As can be seen, the library makes use of system calls (in this case to the linux kernel); which incidentally, may also be implemented by third-parties.

Answer 3

SDL and wxWidgets are libraries that abstract the details of the underlying system(s).

To provide similar functionality (graphics, sound, input), you'd need to code directly against the Windows API on Windows, Cocoa on Mac OS X, and on Unix, directly against the POSIX API and X11 (using XCB, Xlib or the raw X11 protocol).

Answer 4

There are three kinds of libraries:

1. libraries that does system calls
2. libraries that implements foreign function call
3. libraries that can be written or rewritten in core C++ (e.g. excluding asm extension)

Libraries that does system calls generally can't be written in the language itself, as it is dependant on the particularities of the system call convention, which usually involve making a trap or interrupt to the kernel, to cause a switch into a lower privilege ring. There is no facility in pure C++ to generate a trap/interrupt; the OS API typically uses assembly extensions to do so.

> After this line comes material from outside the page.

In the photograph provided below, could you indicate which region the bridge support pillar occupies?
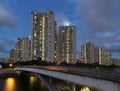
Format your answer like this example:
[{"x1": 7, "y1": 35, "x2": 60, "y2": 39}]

The second category is libraries that makes or receives a foreign calling conventions; arguably system call is a subcategory of this, but system call is distinctly different in that system call requires privilege ring switch, while foreign calls do not. Foreign calling convention is also normally written in assembly.

All other libraries that doesn't involve ring switch or foreign calling convention can always be written in C++ itself; although sometimes they aren't, usually for performance purpose (e.g. the math library falls under this category).

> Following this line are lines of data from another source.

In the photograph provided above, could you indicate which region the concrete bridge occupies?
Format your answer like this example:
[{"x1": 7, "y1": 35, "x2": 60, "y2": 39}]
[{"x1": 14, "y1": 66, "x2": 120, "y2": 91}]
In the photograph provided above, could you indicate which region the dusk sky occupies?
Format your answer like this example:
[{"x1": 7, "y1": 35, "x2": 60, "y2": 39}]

In any case, libraries that falls under the former two categories usually also have a large body of code written in pure C++ that does nothing but wraps the API of the system call/foreign call into a form that is more familiar to C++ tools and programmers (e.g. header files, and other convenience utilities).

Answer 5

At the very core, libraries are just collections of classes. They can be based upon other libraries to extend them or provide the core to a new library entirely. You could create your own library just using C++ code, for example, a graphics library that takes advantage of the Windows API, a chat/communications library that extends the socket libraries available, etc. You are correct in saying that the libraries use core C++ functionality.

Answer 6

Libraries are nothing more than other code you can link your code with. there is nothing magical or special about them. You can take functions that you have written and turn them into a library. So the question really is can you do low level stuff only C++ or do you have to so something else? Well that is where Lie Ryan's answer comes in. You can write your program, do your thing, with just C++ code only. You can make system calls, and you can tie in other languages (assembly for example) that do things you cant do in C++ but need to do.

In the end this all boils down to machine code and hardware. Any language or method desired or required to get that machine code or something functionally the same, is within the realm of possibilities. perhaps not always the smartest thing to unnecessarily use asm or not use a system call, etc.

There are large quantities of open source libraries that are similar to the ones you are talking about where you can simply just look at the code to see how they did it. And there is nothing that says the way one entity implemented something is the only way to do it.